We turn away from death, and toward life. We are obsessed with life. We insist: Uvacharta vachayim—choose life.
And then there is the Torah’s most repeated commandment: “You shall not oppress the stranger, for you were strangers in the land of Egypt.”
This is not merely historical memory. It is moral reprogramming to say, do not become what you escaped. Do not internalize Egypt.
Fast-forward several centuries to 419 B.C.E. Jews are in Egypt again — in particular, a Jewish military colony on Elephantine, an island in the Nile, now part of the city of Aswan.
A man named Hananiah sends a memo to a man named Yedaniah, the leader of the Elephantine community. It’s what historians call the “Passover Papyrus.”
He instructs them: Remove leaven from your homes. Do not consume fermented products. Saying, in other words, even here, even now in Egypt, remember who you are.
The avoidance of chametz becomes a portable identity — a boundary that says, this is who we are, and this is who we are not.
Which brings us back to that Shabbat dinner, and that bowl of farro or “Pharaoh’s grain”: The food of empire and sustenance of a civilization that built wonders on the backs of slaves.

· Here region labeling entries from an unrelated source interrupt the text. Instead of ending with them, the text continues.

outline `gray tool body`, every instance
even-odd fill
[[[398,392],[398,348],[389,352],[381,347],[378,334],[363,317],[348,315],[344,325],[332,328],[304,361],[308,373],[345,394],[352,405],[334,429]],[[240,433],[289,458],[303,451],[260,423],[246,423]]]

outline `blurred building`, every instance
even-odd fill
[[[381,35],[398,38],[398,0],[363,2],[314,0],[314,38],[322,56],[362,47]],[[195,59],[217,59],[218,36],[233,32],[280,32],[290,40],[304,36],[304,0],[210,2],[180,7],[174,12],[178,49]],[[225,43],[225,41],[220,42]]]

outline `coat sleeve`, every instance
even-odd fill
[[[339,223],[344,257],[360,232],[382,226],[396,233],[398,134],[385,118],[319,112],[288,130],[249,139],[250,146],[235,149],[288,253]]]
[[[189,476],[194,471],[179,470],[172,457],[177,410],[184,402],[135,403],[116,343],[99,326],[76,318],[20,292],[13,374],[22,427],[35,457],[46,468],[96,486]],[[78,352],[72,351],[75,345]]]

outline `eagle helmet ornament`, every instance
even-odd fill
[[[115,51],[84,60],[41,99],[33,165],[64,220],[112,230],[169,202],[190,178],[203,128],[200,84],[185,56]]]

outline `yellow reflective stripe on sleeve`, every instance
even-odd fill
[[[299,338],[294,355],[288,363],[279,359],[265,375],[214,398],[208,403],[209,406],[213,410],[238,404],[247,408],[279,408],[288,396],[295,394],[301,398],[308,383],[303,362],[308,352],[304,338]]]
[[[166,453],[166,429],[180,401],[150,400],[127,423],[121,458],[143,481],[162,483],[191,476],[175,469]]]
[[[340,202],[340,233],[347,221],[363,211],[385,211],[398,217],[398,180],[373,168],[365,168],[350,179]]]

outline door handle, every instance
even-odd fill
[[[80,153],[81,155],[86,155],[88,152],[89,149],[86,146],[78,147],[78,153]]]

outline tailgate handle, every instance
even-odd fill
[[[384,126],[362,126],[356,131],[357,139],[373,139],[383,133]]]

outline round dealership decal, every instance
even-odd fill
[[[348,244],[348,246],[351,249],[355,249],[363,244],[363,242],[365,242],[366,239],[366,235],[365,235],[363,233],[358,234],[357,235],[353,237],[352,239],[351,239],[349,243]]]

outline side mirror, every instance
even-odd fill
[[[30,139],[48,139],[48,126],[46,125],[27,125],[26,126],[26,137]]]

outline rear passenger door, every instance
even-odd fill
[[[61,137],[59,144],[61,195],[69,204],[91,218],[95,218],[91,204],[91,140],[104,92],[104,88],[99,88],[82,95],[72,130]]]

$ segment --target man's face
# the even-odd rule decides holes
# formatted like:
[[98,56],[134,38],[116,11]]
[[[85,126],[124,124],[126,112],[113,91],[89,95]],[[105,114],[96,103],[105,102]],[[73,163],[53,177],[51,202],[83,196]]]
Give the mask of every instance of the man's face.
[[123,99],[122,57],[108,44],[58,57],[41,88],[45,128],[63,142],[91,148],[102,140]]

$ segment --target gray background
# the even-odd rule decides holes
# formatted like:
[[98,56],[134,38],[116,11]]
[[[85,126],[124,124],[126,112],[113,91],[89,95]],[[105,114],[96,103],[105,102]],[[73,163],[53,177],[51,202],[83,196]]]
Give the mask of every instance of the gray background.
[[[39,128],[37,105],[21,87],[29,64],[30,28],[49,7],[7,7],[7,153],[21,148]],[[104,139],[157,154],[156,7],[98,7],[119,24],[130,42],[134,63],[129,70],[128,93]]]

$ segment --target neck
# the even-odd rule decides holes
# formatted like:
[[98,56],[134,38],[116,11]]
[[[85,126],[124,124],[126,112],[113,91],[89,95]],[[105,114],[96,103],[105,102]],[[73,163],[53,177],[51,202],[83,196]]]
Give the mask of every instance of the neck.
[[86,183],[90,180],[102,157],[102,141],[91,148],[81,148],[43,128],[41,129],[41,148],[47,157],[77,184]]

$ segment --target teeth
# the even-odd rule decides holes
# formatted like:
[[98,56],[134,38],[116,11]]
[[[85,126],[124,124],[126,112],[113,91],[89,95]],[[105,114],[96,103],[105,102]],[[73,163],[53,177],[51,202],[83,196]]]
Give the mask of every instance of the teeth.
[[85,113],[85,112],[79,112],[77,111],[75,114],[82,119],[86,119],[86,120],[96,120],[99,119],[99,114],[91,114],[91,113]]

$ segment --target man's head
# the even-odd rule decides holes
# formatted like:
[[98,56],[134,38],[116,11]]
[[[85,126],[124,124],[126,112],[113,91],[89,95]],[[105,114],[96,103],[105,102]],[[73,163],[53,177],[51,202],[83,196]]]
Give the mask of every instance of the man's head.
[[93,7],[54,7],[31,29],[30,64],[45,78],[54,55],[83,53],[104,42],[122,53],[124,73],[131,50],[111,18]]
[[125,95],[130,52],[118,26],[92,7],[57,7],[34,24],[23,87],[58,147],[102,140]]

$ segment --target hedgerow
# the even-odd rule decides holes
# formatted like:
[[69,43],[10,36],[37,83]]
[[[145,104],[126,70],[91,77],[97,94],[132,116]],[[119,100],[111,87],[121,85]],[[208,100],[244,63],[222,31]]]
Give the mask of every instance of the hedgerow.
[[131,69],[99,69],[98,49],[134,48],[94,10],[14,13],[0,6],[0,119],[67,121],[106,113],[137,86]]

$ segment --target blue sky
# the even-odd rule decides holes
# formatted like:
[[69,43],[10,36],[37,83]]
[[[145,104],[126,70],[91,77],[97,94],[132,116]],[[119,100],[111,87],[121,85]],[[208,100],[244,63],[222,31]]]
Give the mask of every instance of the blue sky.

On Passover, we remove chametz from our homes, but we are doing more than cleaning our kitchens. We are purging ourselves of Egypt — of arrogance, hierarchy and the illusion that power justifies itself.
You can take the Israelites out of Egypt, but taking Egypt out of the Israelites is an ongoing task. Every year, every generation and every kitchen must say, I’ll pass on the farro. We don’t serve Pharaoh anymore.
My wishes for a sweet and liberating Pesach.